Publicado em: 24 de janeiro de 2026
No final do último dia de 2025, literalmente na calada da noite, quatro casarões históricos localizados no cruzamento da Av. Senador Lemos com a Trav. Dom Romualdo de Seixas, no bairro do Umarizal, em Belém do Pará, foram demolidos, gerando forte comoção social. Agora, mais uma parte significativa da memória da cidade está ameaçada de virar escombros, em uma ação perversa agendada para o feriadão do carnaval. Desta vez, são os casarões de nº 709 e 723 da Av. Brás de Aguiar, ao lado do Colégio Marista Nossa Senhora de Nazaré, entre Av. Generalíssimo Deodoro e Trav. Quintino Bocaiúva. Ali, a construtora Leal Moreira quer demolir um e mutilar o outro, deixando apenas a parte frontal.
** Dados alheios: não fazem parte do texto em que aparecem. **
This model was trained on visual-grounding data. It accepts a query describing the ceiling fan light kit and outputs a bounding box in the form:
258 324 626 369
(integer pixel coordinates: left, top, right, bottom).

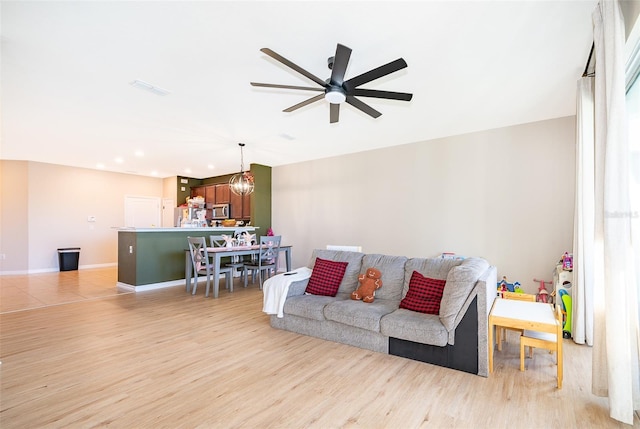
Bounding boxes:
251 43 412 123
325 89 346 104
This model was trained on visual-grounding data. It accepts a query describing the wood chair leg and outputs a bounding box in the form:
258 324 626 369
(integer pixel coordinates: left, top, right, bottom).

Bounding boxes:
520 340 526 371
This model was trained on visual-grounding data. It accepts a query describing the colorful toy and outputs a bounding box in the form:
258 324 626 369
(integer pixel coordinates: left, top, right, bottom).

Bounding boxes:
534 278 552 303
497 282 508 297
514 284 524 294
558 289 572 338
497 276 521 297
562 252 573 270
351 267 383 303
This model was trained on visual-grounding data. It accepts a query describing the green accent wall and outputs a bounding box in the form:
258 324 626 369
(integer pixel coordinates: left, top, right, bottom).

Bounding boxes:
250 163 272 238
176 176 202 206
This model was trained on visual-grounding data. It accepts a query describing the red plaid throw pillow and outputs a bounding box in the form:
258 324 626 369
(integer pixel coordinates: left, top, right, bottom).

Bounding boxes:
305 257 349 297
399 271 447 315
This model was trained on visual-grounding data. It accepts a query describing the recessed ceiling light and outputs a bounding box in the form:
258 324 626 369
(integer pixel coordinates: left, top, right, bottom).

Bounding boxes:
96 163 105 169
130 79 171 96
185 168 192 174
115 157 124 164
135 150 144 157
150 171 158 176
208 164 214 169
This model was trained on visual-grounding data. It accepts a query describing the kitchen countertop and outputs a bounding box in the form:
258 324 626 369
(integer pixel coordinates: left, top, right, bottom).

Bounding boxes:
117 226 257 232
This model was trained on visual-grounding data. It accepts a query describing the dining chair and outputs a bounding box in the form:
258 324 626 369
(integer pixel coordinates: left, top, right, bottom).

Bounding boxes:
520 304 563 388
496 291 537 351
221 230 251 277
210 235 236 291
187 236 233 297
242 235 281 289
209 235 226 248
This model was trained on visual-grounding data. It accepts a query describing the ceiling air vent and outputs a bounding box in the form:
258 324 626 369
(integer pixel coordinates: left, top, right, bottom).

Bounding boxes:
130 79 171 96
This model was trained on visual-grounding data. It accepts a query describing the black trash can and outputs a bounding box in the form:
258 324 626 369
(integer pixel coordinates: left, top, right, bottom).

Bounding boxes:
58 247 81 271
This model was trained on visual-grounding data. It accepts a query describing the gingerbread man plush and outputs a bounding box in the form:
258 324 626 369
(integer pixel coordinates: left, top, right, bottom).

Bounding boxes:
351 267 383 303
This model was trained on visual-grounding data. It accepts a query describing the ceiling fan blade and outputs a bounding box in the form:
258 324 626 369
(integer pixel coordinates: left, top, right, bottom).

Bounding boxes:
346 96 382 119
330 44 352 86
251 82 324 92
260 48 327 87
283 94 325 112
343 58 408 91
330 103 340 123
352 88 413 101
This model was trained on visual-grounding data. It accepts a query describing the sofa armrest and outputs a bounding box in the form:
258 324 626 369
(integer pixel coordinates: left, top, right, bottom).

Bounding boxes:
475 265 497 377
447 265 497 337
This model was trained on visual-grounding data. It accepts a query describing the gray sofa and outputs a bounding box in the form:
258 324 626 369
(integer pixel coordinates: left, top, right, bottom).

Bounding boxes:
270 249 497 376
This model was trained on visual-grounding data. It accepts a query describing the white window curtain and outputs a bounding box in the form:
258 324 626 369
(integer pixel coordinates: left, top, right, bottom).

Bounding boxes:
573 76 595 347
573 0 640 424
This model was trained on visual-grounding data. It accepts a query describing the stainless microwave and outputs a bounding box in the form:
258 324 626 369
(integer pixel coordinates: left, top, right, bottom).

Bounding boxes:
210 203 229 220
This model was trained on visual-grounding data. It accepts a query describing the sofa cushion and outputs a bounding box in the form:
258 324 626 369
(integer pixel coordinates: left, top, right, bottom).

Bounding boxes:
324 299 398 332
403 258 464 297
309 249 364 294
380 309 449 347
283 295 343 321
439 258 490 331
305 257 348 296
399 271 447 315
361 254 408 302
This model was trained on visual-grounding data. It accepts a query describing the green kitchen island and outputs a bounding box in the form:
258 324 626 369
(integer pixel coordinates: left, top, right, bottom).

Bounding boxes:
117 227 258 291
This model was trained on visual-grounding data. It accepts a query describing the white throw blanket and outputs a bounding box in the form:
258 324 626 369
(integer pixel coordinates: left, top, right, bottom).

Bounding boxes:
262 267 312 318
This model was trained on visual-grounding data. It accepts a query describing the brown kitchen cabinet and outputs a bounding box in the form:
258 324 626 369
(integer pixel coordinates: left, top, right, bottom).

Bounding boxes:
243 193 251 220
215 184 230 204
230 191 251 220
205 185 215 203
190 186 206 199
229 191 242 219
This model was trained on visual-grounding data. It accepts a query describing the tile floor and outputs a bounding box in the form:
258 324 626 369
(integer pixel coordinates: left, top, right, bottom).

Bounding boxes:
0 267 128 314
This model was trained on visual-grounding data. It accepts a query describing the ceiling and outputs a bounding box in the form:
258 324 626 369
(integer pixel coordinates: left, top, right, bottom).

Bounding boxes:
0 1 597 179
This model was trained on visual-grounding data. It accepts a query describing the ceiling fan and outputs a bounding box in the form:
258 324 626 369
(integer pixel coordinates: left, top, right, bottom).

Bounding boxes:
250 43 413 123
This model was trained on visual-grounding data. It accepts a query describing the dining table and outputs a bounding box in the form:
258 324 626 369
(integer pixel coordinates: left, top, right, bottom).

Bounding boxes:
185 244 292 297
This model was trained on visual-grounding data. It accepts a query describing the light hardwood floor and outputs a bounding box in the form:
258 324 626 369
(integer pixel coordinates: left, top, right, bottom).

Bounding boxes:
1 268 638 428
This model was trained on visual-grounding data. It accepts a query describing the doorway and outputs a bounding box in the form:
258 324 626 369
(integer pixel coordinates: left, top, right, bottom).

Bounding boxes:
124 196 161 228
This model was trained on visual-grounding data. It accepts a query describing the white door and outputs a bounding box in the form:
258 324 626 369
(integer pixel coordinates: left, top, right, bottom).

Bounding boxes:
162 198 175 227
125 196 161 228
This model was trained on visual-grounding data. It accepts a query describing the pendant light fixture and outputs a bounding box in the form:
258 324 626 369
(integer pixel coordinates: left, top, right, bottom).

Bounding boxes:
229 143 254 196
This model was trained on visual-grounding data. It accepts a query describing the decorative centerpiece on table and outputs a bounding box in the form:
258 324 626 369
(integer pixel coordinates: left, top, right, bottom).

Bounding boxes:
241 232 256 246
221 235 235 248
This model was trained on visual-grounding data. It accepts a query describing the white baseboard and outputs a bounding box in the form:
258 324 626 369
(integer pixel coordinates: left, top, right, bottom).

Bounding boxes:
0 262 118 276
117 278 185 292
116 275 224 292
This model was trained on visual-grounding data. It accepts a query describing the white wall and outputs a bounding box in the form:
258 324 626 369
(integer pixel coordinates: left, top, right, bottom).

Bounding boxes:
1 116 576 287
1 161 163 273
272 116 576 294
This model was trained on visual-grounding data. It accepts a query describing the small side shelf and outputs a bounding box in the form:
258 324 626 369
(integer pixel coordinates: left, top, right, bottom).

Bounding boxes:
554 264 573 302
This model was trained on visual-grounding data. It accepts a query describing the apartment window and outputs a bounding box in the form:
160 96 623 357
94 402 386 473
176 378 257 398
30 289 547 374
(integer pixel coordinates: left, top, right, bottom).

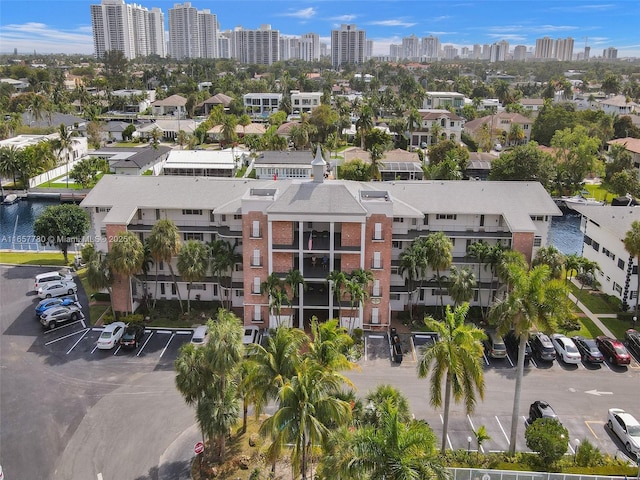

E já está vendendo seu novo empreendimento, que não tem as necessárias licenças do Departamento de Patrimônio Histórico, Artístico e Cultural (DPHAC) da Secretaria de Estado de Cultura e nem da Secretaria Municipal de Cultura (extinta Fumbel).
Os casarões, datados do início do século XX, são marcos da Belle Époque paraense, representando a riqueza do Ciclo da Borracha, com seus azulejos, pisos em marchetaria e elementos Art Déco, cuja preservação é fundamental para a memória urbana da cidade. Os imóveis são belíssimos, de imensurável valor histórico e cultural, e todo o bairro de Nazaré é entorno de bens tombados, protegidos por lei. A revitalização dessas edificações na região fortaleceria o turismo cultural e a economia criativa, transformando a memória em espaços de convivência, exposições gratuitas e inovação. Mas tubarões da construção civil não se importam com o interesse público e muito menos com a memória. A pressão imobiliária é acachapante.

É inadmissível que mais um crime contra o patrimônio de Belém seja perpetrado apenas para garantir os lucros de uma construtora que não respeita a história da cidade. O Governo do Pará, através da Secult; a Prefeitura, via Semcult; o Ministério Público, a Defensoria Pública e o Conselho Municipal de Proteção ao Patrimônio Cultural têm obrigação de agir e tomar medidas urgentes de salvaguarda da memória de Belém.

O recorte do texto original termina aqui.